The shipyard aims to increase the volume of dismantled steel to 1.1 million tonnes by the end of the year, from 700,000 tonnes in January, he said.

“We are trying to change the crisis into an opportunity.”

Aerial view from a drone, five luxury cruise ships are seen being broken down for scrap.
The crisis has bolstered the Aliaga ship recycling port. Source: Getty

WHO fears third virus wave in Europe

While a vaccine is hopefully around the corner, it remains to be seen how soon normal travel and tourism can return to pre-pandemic levels.
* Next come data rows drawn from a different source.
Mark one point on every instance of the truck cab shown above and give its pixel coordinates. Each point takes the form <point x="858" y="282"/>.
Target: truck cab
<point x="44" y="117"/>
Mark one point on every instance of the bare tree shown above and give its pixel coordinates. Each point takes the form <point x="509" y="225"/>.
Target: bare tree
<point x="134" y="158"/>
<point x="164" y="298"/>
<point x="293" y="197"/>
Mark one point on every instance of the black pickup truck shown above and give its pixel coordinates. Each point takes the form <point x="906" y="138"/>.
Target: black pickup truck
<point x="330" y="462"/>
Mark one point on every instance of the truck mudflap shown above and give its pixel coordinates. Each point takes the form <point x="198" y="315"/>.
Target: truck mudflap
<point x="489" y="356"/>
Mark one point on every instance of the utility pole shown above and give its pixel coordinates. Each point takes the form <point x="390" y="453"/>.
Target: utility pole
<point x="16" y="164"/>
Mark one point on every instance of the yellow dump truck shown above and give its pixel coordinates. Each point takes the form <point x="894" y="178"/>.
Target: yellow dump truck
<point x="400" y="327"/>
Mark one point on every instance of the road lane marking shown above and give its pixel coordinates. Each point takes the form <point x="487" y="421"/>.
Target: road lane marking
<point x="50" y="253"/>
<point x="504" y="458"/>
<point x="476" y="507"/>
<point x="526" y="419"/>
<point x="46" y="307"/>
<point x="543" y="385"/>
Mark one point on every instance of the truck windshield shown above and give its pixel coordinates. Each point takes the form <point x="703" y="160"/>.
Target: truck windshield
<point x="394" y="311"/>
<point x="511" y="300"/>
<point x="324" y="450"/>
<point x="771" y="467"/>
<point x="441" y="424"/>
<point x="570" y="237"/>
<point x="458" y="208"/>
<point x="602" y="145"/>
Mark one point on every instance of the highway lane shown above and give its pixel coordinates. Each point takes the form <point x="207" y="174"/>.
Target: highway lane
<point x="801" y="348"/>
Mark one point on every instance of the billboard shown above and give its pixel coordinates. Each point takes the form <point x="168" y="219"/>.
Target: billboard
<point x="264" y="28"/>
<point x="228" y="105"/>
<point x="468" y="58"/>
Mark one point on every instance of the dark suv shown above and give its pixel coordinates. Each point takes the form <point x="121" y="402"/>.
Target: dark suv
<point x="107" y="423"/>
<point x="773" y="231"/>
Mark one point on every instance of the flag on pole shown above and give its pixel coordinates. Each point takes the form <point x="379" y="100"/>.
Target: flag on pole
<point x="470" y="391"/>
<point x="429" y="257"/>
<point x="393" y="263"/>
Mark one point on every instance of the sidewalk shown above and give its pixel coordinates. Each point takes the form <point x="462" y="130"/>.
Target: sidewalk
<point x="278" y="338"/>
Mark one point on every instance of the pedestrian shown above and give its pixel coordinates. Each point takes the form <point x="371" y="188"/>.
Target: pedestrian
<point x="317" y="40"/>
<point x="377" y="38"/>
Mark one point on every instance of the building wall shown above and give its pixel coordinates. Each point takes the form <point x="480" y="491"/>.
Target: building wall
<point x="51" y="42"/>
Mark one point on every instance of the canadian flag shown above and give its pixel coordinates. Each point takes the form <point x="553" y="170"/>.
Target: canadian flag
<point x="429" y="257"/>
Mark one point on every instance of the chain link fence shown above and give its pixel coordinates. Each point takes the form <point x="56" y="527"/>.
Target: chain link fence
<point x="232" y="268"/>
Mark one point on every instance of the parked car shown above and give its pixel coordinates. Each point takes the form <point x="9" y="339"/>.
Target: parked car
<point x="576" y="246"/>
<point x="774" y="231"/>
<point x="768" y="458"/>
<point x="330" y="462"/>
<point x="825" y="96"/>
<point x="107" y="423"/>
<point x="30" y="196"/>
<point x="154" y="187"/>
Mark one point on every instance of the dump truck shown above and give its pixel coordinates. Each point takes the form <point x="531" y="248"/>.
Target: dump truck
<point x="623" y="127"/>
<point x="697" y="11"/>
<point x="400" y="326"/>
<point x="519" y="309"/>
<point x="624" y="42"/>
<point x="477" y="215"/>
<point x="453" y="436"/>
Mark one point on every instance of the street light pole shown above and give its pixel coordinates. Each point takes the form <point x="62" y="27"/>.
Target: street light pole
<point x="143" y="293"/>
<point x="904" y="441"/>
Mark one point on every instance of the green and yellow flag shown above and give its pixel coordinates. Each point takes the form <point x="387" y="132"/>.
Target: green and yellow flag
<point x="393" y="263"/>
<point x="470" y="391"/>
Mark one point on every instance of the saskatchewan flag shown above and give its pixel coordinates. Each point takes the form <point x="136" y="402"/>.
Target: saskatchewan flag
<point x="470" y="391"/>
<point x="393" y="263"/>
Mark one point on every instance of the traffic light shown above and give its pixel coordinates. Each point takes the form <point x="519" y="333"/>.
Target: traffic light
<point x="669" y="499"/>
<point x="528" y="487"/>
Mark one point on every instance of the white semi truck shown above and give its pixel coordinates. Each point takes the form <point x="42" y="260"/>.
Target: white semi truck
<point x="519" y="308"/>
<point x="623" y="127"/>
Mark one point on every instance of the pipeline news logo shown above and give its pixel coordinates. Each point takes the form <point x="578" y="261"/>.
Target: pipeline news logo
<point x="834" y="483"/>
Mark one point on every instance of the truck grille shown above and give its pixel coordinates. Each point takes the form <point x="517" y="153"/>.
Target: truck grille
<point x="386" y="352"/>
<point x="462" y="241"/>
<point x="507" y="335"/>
Given rising cases in much of the northern hemisphere, it won’t happen any time soon.

A World Health Organisation special envoy on Covid-19 is predicting a third wave of the pandemic in Europe in early 2021, if governments fail to take needed action.

"They missed building up the necessary infrastructure during the summer months, after they brought the first wave under the control," the WHO's David Nabarro said in an interview with Swiss newspapers published on the weekend.

“Now we have the second wave. If they don't build the necessary infrastructure, we'll have a third wave early next year,” said Mr Nabarro, a Brit who campaigned unsuccessfully to become the WHO director general in 2017.

Europe briefly enjoyed sinking infection rates that are now surging again. Germany and France on Saturday saw cases rise by 33,000 combined, Switzerland and Austria have thousands of cases daily, while Turkey reported a record 5,532 new infections.